Уловив ход мыслей Белова, Амбросиев повёл разговор в другом ключе:
— Ты мне, Михалыч, вот что скажи, тебя женщины любили по-настоящему?
— Босиком по траве… Не-ет, — будто проснувшись, ответил Белов. — Я им был загадочный, но ужасно скучный. Всё в этом роде... Но у меня жена — миловидная женщина. У меня в молодости много было хорошеньких девочек. Привлекательных, как говорится. Не потому, Лёшка, что я был каким-то особенным. Нет! Был я домоседом и скромным парнягой, но симпатичные девчонки, утомлённые ухаживаниями мачо, во мне видели чистого мальчика, полагаю.

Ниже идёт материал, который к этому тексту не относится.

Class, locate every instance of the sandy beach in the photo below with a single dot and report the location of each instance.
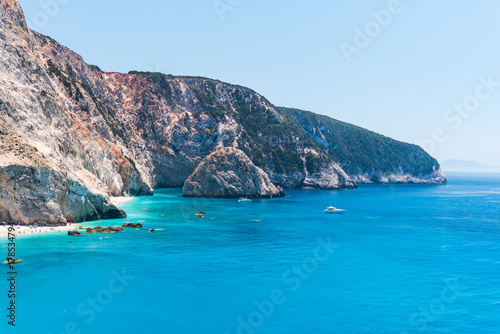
(26, 230)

Я был для них — terra incognita. Со мной каждая из них отдыхала душой и рано пресыщенным телом.
— А у меня исключительно страшные были, — искренне выговорил Амбросиев. — Только и налетал на таких. Я на них глядеть без содрогания не могу, сочувствую им. А они, чертовки, это понимают. Красивых баб у меня как-то, знаешь, совсем не было. Только сутулые, оплывшие салом, кукомоистые… Странно это всё.
— Лукомористые?
— Слово есть такое. Древнерусское слово: кукомоя. Неряха, значит. Такая штука — жизнь. С сутулыми неряхами я её и провёл, — Амбросиев нервно хихикнул.

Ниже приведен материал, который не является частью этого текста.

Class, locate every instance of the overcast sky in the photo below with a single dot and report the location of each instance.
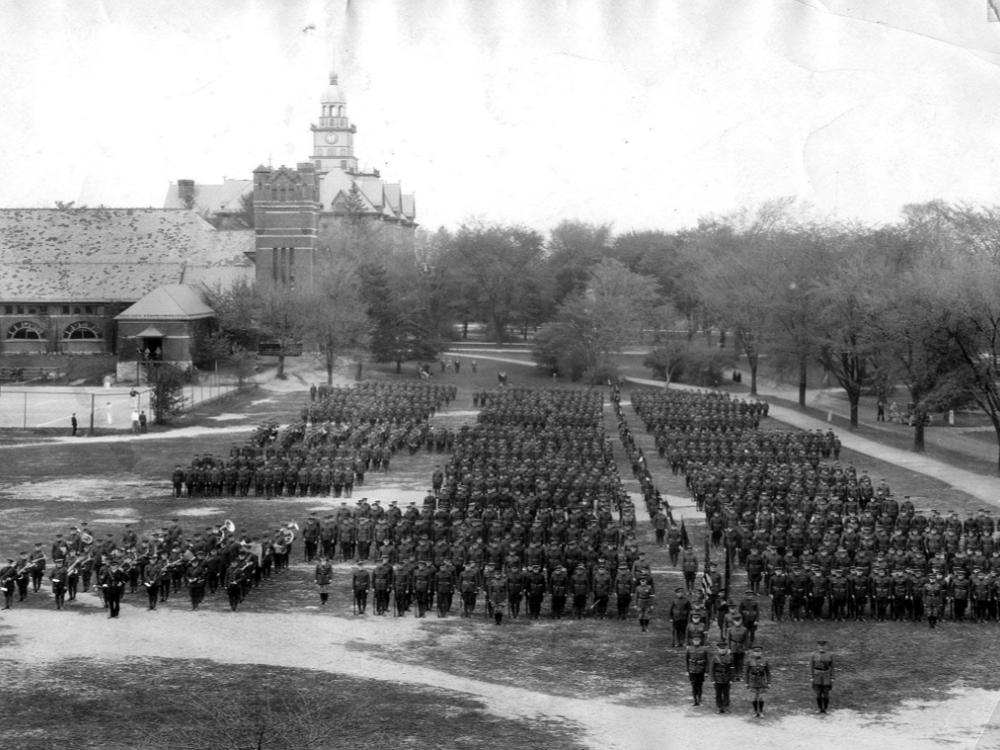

— Ну её, жизнь эту! — выпалил Белов. — Да и вот что, Лёшка. Знаешь, красивая баба из тебя всю душу вытряхнет. А так, видишь, друг, душа твоя на месте. Светлая душа.
— Светлее некуда, – щёлкнул языком Амбросиев.

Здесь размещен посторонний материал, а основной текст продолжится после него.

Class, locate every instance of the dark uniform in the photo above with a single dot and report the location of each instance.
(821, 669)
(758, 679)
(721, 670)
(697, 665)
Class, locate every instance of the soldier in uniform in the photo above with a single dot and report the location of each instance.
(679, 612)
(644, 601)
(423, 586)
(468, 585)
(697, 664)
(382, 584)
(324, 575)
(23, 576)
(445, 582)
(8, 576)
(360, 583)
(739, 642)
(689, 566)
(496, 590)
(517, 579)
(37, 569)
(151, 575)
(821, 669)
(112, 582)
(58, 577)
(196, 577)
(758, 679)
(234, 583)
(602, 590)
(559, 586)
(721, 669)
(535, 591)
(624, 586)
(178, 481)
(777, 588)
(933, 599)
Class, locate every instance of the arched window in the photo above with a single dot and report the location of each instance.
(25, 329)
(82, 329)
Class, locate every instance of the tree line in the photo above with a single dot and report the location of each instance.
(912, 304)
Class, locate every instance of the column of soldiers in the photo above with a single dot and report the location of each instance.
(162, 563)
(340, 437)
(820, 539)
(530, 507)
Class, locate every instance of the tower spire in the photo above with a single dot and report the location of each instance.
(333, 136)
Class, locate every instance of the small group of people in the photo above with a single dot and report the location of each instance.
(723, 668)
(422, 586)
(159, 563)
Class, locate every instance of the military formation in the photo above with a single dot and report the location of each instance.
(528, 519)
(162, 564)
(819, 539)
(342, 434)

— Вот и оставайся человеком с твоей чистой совестью и светлой душой, Лёша.
— А может быть, я хотел бы, чтобы вытряхнула?! — вспылил Амбросиев. — Может быть, я всё отдал бы за ночь с красавицей, понимаешь?! За одну лишь ночь. Кто-то ведь всю жизнь с сочной бабой живёт. Понимаешь? Всю жизнь с красоткой кувыркается!.. Ты у меня дома был? Был. Видел стены комнат? Видел. Настенные календари с красотками в бикини и топлес. А я живую красоту хочу, а не нарисованную. Натуральную, понимаешь? Чтоб за этим делом меня черти съели!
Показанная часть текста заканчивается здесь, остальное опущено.